How Consumers Respond To Animal Rights Campaigns
Consumers are largely isolated from the moral implications of their choices by numerous mechanisms that allow them to dissociate their use of animals from the suffering of animals. The literature review portion of this thesis examines the psychological and cultural constructs that present unique challenges to animal rights as a social movement. From that contextual backdrop, this thesis then evaluates consumer response to three major campaigns conducted by HSUS and PETA between 1980 and the present. The campaigns are vegetarianism and factory farming, the anti-fur movement, and the campaign against cosmetics testing on animals. While consumer response has been mixed, there are other outcomes from those campaigns that signal broader cultural changes. [Excepted from report]

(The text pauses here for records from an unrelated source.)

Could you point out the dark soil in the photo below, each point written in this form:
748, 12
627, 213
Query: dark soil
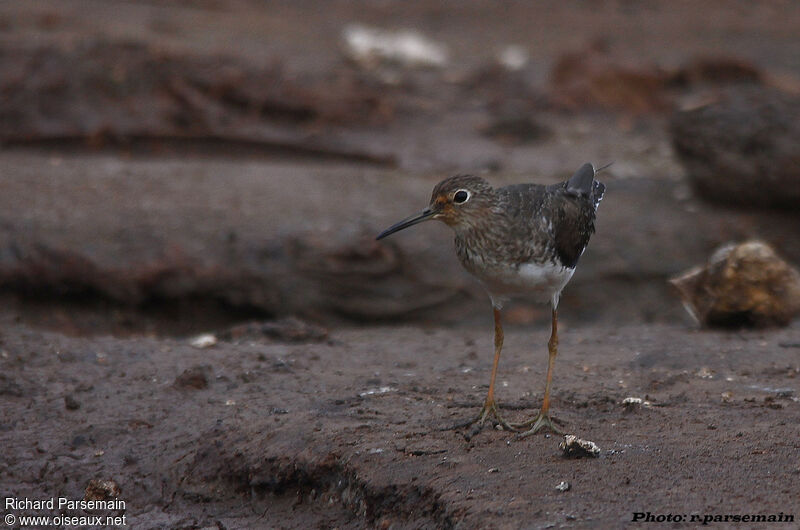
206, 167
348, 431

Americans are somewhat ambiguous with respect to animals; membership in and the influence of the animal rights movement is growing, and sympathies toward animals are becoming more consistent over time. However, consumption and negative behavior related to animals continues to out-pace increases in awareness and improvements in attitudes.
Small victories for animals have been won in various industries and legislative campaigns and these are likely to remain a focus for the movement. Changing individual behavior remains a key challenge. The literature review portion of this thesis illustrates how the perceived human-animal dualism has presented a significant barrier to the advancement of animal rights.
The psychological and social mechanisms that allow consumers to remain isolated from the ethical consequences of their choices include a social structure that provides physical and psychological distance between production and consumption. Consumers therefore remain unaware of how the industry works and there is a general lack of scholarly insight into the psycho-social intricacies of how people think about animals.
The animal protection movement has changed the collective consciousness about animals and it is important for the movement to capitalize on this and to remind the public that there are “emerging sensibilities with regard to our moral obligation to our fellow creatures.”